Comment: Digitalize Non-Exchange-Traded Instruments on XML

The recent announcement that J.P. Morgan & Co. and PricewaterhouseCoopers plan to develop a financial products markup language is a resounding confirmation that Internet technology has been accepted as a strong contender to become the next technology standard on the trading floors of Wall Street.

Wall Street is carefully studying this alternative to the widely used client/server architecture in the hope of solving problems that have been around longer than the Internet itself.

By now, the Internet has proven itself to be a reliable architecture. More so, it has changed the way consumers interact with business. Scalability is one of the biggest obstacles that client/server systems were never able to overcome. The Internet has solved this problem overnight -- several million users go to Amazon.com every month and make transactions.

Having studied these effects, businesses feel comfortable enough to explore the Internet's potential to improve business-to-business relationships, where the stakes are usually higher than in the business-to-consumer world, and its well-publicized success stories such as Amazon.com, Yahoo, and eBay.

If there are any doubts about how digitalization can affect the way we do business, try to remember how we exchanged documents before e-mail became available, or what CDs did to vinyl records. The financial industry is going to be the next prime example.

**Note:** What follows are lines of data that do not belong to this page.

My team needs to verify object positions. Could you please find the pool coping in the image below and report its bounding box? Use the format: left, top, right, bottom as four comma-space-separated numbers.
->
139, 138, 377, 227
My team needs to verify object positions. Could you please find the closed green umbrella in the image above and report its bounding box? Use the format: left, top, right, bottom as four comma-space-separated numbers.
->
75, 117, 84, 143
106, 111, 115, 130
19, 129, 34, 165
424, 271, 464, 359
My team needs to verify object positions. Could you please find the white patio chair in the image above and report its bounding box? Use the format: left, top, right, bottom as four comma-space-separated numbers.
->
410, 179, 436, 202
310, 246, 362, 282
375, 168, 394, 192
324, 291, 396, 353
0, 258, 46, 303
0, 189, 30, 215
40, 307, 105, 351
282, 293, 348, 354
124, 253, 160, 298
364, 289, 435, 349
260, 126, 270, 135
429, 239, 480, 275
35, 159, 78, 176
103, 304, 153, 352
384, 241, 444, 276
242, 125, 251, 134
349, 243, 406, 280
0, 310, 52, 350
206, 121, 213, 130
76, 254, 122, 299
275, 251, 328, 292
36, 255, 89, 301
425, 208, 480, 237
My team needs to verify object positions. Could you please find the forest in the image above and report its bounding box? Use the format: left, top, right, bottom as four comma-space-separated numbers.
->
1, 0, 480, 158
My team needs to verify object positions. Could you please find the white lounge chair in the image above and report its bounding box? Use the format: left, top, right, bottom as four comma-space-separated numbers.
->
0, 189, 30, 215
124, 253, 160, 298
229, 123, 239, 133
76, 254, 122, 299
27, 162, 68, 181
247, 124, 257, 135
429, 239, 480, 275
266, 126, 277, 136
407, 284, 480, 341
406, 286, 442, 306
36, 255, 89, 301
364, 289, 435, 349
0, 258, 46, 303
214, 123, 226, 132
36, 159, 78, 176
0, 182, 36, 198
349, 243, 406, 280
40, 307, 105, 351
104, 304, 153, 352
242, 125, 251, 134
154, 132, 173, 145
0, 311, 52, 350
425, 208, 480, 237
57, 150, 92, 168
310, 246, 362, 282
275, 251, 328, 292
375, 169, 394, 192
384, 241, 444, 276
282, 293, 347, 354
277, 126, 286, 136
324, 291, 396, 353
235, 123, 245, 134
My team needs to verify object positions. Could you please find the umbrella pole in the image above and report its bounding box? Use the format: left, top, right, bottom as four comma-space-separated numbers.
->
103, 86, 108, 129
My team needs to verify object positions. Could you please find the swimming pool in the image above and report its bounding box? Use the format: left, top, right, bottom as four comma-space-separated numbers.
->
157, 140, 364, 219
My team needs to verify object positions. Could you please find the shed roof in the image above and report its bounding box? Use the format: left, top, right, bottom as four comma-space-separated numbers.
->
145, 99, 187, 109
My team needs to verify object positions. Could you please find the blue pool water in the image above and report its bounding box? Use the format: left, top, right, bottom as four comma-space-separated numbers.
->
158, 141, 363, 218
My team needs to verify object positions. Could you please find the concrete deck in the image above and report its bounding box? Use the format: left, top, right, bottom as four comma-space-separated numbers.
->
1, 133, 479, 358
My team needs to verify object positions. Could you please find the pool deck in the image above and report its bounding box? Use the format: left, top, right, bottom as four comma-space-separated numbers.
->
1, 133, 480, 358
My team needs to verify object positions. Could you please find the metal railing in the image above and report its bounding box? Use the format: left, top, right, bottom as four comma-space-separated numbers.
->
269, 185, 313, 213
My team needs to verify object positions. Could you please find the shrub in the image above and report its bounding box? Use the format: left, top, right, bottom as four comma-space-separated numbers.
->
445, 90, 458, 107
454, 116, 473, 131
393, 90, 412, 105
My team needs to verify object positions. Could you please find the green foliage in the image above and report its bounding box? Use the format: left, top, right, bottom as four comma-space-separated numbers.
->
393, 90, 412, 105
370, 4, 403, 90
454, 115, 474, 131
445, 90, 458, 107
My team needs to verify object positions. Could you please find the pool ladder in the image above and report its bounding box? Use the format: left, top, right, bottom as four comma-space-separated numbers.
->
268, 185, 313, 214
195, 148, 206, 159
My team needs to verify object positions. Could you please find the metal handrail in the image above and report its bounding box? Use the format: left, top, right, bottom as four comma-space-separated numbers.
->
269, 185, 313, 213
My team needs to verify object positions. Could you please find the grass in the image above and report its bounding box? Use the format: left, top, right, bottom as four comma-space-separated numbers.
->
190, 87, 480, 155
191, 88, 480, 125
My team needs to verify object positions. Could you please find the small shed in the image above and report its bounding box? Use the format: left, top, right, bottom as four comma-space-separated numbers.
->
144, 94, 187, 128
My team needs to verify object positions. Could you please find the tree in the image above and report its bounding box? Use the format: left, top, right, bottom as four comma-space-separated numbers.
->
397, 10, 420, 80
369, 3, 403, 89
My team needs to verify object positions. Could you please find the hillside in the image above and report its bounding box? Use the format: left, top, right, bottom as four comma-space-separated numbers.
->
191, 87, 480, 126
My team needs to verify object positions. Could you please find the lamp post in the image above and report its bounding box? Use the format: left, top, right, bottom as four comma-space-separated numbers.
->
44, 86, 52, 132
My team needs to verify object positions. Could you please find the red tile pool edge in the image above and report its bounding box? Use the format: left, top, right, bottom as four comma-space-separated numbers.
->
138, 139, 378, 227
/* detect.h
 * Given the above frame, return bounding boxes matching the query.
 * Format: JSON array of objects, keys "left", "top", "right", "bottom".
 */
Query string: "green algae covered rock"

I am not even talking about the recent revolution in on-line trading. These developments all took place only in equities -- which are a very small fraction of capital markets instruments that are traded on exchanges.

The New York Stock Exchange, Nasdaq, and others get a small piece of that action. Wall Street houses are spending much more time and energy on non-exchange-traded financial instruments such as foreign exchange products, bonds, money market instruments, and derivatives. This is also where they make much more money.

It is estimated that the top players are each spending about $1 billion a year on the development and adoption of software applications, continual hardware upgrading, and user training.

Despite all these efforts and the tens of thousands of dollars banks have spent on individual trader workstations, deals are still closed by a phone call or a fax. It seems ironic that financial products, which should lend themselves more to a digital form than a book or a Pez dispenser, do not have an adequate digital representation to encompass the complete business cycle of such complex transactions. The simple reason is that technology could not keep pace with the capital markets' innovation and the ever-increasing complexity of transactions.

If two bond traders who are surrounded by millions of dollars of technology have agreed to do business together, they pick up the phone or exchange papers to validate the deal. Then four or more people enter data related to the agreement into several systems, processing the deal from the front to the back office and guaranteeing settlement.

This process is bound to change with the emergence of the Web standard XML, eXtensible Markup Language, and Sun Microsystems' Java language. These applications are only now gaining ground with key players in the financial world.

The potential for XML to improve efficiencies cannot be underestimated. Straight-through processing, enabling a financial instrument to pass from system to system throughout its life cycle, is only the beginning.

The one big difference between ordering a book and completing a foreign exchange transaction is standardization. The public so readily accepted Amazon.com as a reliable alternative to brick-and-mortar bookstores because we know what we get. Ordering a book is the same in the real world and in cyberspace.

It is extremely important to understand that such clear-cut definitions for non-exchange-traded capital markets instruments simply do not yet exist in a digital form. Therefore, the creation of a common standard is crucial to the success of this business model. XML can handle this challenge and perform the role of an interpreter.

XML not only enables organizations to represent complex financial instruments in digital form but also allows them to share these transactions across different lines of business, within banks, and between banks and their customers. Suddenly, electronic settlement becomes a close reality. In addition, XML lets banks integrate today's information technology infrastructure with older mainframe computers, which are still in use to process immense flows of data.

XML has the potential to become a standard and revolutionize the way banks do business in capital markets but only if certain conditions apply. To make the most of what XML offers, it has to be established as an industrywide standard, and this cannot be left to the initiative of one institution.

To guarantee lasting success and continuous refinement, a working group has to be formed among those who agree on a set of standards to create one vocabulary that will be the base for all XML applications to come. All existing XML efforts that have been developed within banks will have to be translated into this common vocabulary.

It makes business sense to rely on standards that are already in use, as in the definitions of legal terms offered by the International Swaps and Derivatives Association. Finally all progress that comes out of these joint efforts has to be shared with all players in the financial industry and with vendors.

All these steps will be needed to unlock the power of XML and ultimately bring the most benefit to clients.